[Feature request] How to support special tokens in tokenizer of llama_cpp? #1501

Snowdar · 2023-05-17T10:35:22Z

I want to expand my vocab from 32000 to 32002 by adding two special tokens: '<start>' and '<end>'. However, after I hacked the BPE model (appended two user-defined tokens), modified the size of relative weights of the model, and converted it to a .ggml file, I found that the special tokens were still split into several token IDs. Adjusting the scores of the special tokens did not work. I do not want to insert the special tokens between 0 to 32000 to keep the original order of tokens, so I have not tested inserting the special words at different positions.

In the original SentencePiece tokenizer, it will also not work when the type of special token is not user-defined https://github.com/google/sentencepiece/blob/master/src/sentencepiece_model.proto. So I want to ask whether llama_cpp considers supporting user-defined tokens? (Before this, an option is to use sentencepiece of python and llama-cpp-python to inference)

Thanks for your reply.

(By the way, the Llama tokenizer (BPE) was trained by adding an add_dummy_prefix option, so do not directly use the add_special_tokens function of the tokenizer of hugging face transformers in your training. Because it will first cut the entire sentence according to the special token, and then throw the remaining parts to the bpe model, so spaces will be added at the beginning of each part by the bpe model, which will be inconsistent with the token during llama_cpp inference.)

FNsi · 2023-05-17T12:39:34Z

Can you tell me how you removed the extra tokens from that model?

ShadowPower · 2023-05-17T13:51:02Z

Now there is a model that uses the add_special_tokens function: https://huggingface.co/IDEA-CCNL/Ziya-LLaMA-13B-v1
It adds two tokens: <human> and <bot> to distinguish between text from user input and AI generation.
According to you, maybe llama.cpp can't support models like this one right now...

JWNoctis · 2023-05-18T01:32:10Z

Now there is a model that uses the add_special_tokens function: https://huggingface.co/IDEA-CCNL/Ziya-LLaMA-13B-v1 It adds two tokens: <human> and <bot> to distinguish between text from user input and AI generation. According to you, maybe llama.cpp can't support models like this one right now...

Unless I've misunderstood, there are a lot more than that - I think even Vicuna 1.1 added a </s> or what they called (another?) EOS token to delineate between generations. OpenAssistantadded more than a few.

Snowdar · 2023-05-18T01:46:17Z

Can you tell me how you removed the extra tokens from that model?

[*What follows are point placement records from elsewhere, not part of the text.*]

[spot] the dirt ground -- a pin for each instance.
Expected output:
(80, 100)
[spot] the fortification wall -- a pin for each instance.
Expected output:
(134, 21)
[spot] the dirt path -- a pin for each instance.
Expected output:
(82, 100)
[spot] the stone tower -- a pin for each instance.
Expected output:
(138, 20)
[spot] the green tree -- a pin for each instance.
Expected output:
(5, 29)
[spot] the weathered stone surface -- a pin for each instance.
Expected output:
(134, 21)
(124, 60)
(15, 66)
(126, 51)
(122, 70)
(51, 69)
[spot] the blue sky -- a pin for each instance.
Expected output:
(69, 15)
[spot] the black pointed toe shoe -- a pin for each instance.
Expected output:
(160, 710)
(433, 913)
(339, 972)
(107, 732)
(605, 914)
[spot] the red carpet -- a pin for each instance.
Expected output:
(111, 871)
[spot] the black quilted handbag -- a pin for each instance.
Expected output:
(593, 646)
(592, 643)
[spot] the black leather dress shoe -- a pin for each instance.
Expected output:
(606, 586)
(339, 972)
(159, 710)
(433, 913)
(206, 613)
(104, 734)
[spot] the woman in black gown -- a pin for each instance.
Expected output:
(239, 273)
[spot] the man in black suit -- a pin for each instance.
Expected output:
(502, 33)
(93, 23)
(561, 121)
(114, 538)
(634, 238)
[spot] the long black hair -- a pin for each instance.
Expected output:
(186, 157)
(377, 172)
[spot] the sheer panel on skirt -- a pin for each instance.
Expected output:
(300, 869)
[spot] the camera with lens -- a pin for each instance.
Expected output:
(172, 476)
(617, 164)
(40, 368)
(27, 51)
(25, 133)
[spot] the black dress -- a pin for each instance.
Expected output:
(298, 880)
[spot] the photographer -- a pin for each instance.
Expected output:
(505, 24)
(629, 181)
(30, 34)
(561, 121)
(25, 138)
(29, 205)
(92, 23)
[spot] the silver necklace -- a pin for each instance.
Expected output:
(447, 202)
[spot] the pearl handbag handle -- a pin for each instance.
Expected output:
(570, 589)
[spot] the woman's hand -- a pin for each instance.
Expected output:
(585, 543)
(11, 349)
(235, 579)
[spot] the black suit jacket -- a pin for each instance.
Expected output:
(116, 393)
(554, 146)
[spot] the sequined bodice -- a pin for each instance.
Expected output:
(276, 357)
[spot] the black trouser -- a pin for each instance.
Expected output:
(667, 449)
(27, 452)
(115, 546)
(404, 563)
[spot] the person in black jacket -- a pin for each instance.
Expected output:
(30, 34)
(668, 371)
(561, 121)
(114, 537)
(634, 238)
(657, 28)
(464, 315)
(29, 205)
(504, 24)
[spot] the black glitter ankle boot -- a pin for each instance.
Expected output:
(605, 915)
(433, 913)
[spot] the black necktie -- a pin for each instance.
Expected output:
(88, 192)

I did not remove any tokens but appended extra tokens. If you want, firstly, you should modify the BPE model by changing the pieces field of the SentencePiece model proto class (maybe it should be careful). Secondly, there are two weights, model.embed_tokens.weight and lm_head.weight, relative to the vocab_size, so just modify these two tensors and make sure the indices are consistent with the bpe tokens.

Snowdar · 2023-05-18T01:59:01Z

Now there is a model that uses the add_special_tokens function: https://huggingface.co/IDEA-CCNL/Ziya-LLaMA-13B-v1 It adds two tokens: <human> and <bot> to distinguish between text from user input and AI generation. According to you, maybe llama.cpp can't support models like this one right now...

Yes, the added special tokens will still be split into several parts. And the Ziya-LLaMA-13B-v1 model added the special tokens at the Hugging Face Transformers tokenizer level rather than at the BPE level. Therefore, when using llama_cpp to conduct inference, it will be not consistent with the tokenization during training for the add_dummy_prefix option from the initial Llama BPE model.

Snowdar · 2023-05-18T02:30:36Z

Now there is a model that uses the add_special_tokens function: https://huggingface.co/IDEA-CCNL/Ziya-LLaMA-13B-v1 It adds two tokens: <human> and <bot> to distinguish between text from user input and AI generation. According to you, maybe llama.cpp can't support models like this one right now...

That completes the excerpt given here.